Les fondements de la structure dynamique des relations entre valeurs

Nous avons identifié un premier principe dynamique qui organise la structure des valeurs : il s’agit des relations de compatibilité et d’antagonisme entre valeurs qui interviennent simultanément dans les décisions. Un examen attentif de la structure suggère l’existence d’autres principes dynamiques (voir Figure III).

Valeurs de Schwartz

Un second principe réside dans le type d’intérêt qui motive les différentes valeurs. Les valeurs qui figurent en haut de la Figure III (pouvoir, réussite, hédonisme, stimulation, autonomie) traitent principalement de la façon dont on exprime les intérêts individuels. Les valeurs qui figurent en bas (bienveillance, universalisme, tradition, conformité, sécurité) traitent principalement du type de relations sociales que l’on entretient avec les autres et de la façon dont on influe sur leur réussite dans la poursuite de leurs intérêts. La Figure I montre que l’universalisme et la sécurité se situent au contact de ces deux groupes de valeurs. Elles traitent en premier des intérêts des autres, mais les objectifs qu’elles permettent d’atteindre concernent également les intérêts personnels.

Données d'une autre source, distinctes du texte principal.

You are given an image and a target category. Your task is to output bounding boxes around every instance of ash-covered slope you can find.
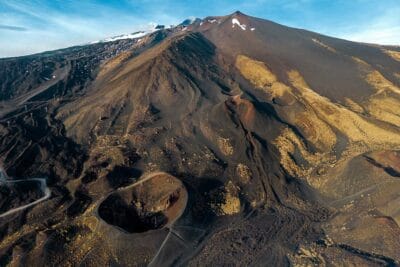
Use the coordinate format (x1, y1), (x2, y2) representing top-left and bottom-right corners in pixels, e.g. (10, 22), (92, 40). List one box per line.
(0, 12), (400, 266)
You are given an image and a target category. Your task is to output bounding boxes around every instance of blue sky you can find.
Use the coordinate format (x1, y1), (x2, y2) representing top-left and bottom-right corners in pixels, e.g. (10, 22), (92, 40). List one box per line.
(0, 0), (400, 57)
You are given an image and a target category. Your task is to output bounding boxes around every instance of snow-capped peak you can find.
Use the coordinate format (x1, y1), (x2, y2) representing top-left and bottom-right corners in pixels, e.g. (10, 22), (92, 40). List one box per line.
(232, 18), (246, 31)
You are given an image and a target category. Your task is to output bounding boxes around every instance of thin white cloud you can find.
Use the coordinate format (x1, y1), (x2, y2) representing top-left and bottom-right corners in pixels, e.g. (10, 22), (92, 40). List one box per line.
(342, 8), (400, 45)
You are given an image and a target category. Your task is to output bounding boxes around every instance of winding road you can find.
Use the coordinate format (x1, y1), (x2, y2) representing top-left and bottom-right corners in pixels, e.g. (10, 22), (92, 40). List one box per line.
(0, 170), (51, 218)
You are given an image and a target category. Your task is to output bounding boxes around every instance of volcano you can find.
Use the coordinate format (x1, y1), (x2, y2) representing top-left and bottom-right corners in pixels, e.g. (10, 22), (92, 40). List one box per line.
(0, 12), (400, 266)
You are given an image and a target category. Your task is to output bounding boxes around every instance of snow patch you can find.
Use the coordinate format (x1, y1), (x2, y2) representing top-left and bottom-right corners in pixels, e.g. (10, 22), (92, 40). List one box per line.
(90, 23), (164, 44)
(232, 18), (246, 31)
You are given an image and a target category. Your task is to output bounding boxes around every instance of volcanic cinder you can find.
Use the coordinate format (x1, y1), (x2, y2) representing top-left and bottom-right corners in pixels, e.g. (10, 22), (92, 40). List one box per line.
(0, 12), (400, 266)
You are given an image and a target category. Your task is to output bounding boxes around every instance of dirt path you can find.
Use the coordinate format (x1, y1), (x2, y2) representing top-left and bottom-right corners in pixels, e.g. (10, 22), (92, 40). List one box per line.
(0, 178), (51, 218)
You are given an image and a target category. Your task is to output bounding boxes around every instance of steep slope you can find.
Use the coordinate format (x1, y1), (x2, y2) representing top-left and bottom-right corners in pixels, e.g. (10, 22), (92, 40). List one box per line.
(0, 12), (400, 266)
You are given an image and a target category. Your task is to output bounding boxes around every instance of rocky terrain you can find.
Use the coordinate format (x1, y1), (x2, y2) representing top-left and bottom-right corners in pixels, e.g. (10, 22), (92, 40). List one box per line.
(0, 12), (400, 266)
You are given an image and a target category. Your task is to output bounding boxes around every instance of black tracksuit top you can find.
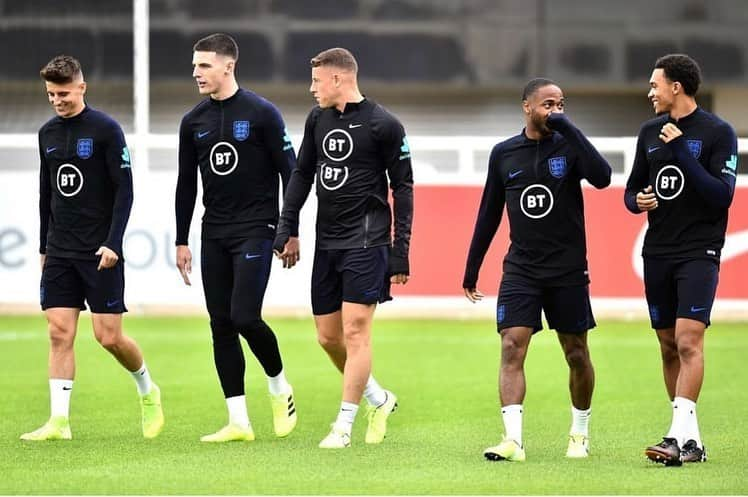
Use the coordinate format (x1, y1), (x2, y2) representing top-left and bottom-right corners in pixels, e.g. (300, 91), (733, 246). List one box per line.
(463, 113), (611, 288)
(39, 105), (133, 260)
(175, 88), (296, 245)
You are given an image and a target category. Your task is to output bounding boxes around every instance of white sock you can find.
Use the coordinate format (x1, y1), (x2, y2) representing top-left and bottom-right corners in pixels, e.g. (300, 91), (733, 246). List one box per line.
(49, 378), (73, 418)
(364, 375), (387, 407)
(335, 401), (358, 435)
(569, 406), (592, 437)
(268, 369), (291, 395)
(130, 361), (153, 397)
(226, 395), (249, 429)
(665, 397), (695, 447)
(501, 404), (522, 446)
(673, 397), (703, 447)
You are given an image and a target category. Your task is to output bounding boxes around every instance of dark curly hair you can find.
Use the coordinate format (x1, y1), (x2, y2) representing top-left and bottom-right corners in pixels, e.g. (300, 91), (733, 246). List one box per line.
(655, 54), (701, 97)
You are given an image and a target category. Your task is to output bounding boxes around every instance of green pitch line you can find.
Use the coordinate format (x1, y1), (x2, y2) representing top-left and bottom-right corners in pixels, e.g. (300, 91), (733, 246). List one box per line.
(0, 313), (748, 495)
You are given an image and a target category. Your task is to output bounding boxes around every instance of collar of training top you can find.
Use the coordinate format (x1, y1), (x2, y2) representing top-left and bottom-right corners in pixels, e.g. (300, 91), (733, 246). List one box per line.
(333, 97), (368, 115)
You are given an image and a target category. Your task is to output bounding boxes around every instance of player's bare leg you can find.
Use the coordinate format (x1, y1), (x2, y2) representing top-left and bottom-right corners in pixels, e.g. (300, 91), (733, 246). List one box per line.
(558, 332), (595, 409)
(314, 310), (346, 373)
(21, 307), (80, 441)
(645, 318), (706, 466)
(483, 326), (532, 461)
(91, 313), (164, 438)
(499, 326), (532, 406)
(657, 328), (680, 402)
(558, 332), (595, 459)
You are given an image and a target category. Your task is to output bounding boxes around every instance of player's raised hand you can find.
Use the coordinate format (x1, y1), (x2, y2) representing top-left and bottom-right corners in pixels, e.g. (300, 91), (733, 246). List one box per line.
(96, 245), (119, 271)
(177, 245), (192, 286)
(660, 122), (683, 143)
(273, 236), (301, 268)
(463, 288), (484, 304)
(636, 185), (658, 212)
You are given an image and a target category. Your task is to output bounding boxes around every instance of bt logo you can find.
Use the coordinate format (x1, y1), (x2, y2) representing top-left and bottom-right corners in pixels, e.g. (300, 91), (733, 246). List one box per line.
(57, 164), (83, 197)
(655, 164), (685, 200)
(322, 129), (353, 162)
(519, 184), (553, 219)
(317, 162), (348, 191)
(210, 142), (239, 176)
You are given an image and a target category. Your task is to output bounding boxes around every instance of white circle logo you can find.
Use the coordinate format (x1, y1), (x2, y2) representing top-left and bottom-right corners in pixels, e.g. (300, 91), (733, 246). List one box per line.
(519, 184), (553, 219)
(210, 142), (239, 176)
(317, 162), (348, 191)
(57, 164), (83, 197)
(655, 164), (686, 200)
(322, 129), (353, 162)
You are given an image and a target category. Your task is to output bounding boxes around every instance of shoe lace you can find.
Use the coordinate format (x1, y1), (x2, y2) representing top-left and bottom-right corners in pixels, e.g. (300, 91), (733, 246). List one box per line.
(657, 437), (678, 449)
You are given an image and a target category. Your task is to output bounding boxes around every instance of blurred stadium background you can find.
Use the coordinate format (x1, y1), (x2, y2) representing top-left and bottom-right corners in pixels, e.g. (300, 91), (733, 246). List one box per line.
(0, 0), (748, 318)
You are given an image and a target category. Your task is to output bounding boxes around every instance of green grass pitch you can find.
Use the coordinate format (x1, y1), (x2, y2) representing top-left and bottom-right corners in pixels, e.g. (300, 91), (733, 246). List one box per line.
(0, 313), (748, 495)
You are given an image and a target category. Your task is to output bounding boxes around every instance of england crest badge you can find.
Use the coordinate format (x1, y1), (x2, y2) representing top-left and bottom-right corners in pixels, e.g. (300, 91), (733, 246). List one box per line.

Les rapports entre les valeurs et l’anxiété sont un troisième principe organisateur de la structure des valeurs. Les valeurs qui figurent sur la gauche de la Figure III permettent de gérer l’anxiété générée par l’incertitude qui existe dans le monde de la nature et dans la société. On cherche à éviter le conflit (conformité), à maintenir l’ordre existant (tradition, sécurité) ou à juguler les menaces (pouvoir). Les valeurs qui figurent sur la droite (hédonisme, stimulation, autonomie, universalisme, bienveillance) expriment des motivations d’où l’anxiété est absente. La réussite peut figurer dans ces deux catégories : on peut contrôler son anxiété en réussissant socialement, on peut aussi confirmer par cette réussite son sentiment de compétence.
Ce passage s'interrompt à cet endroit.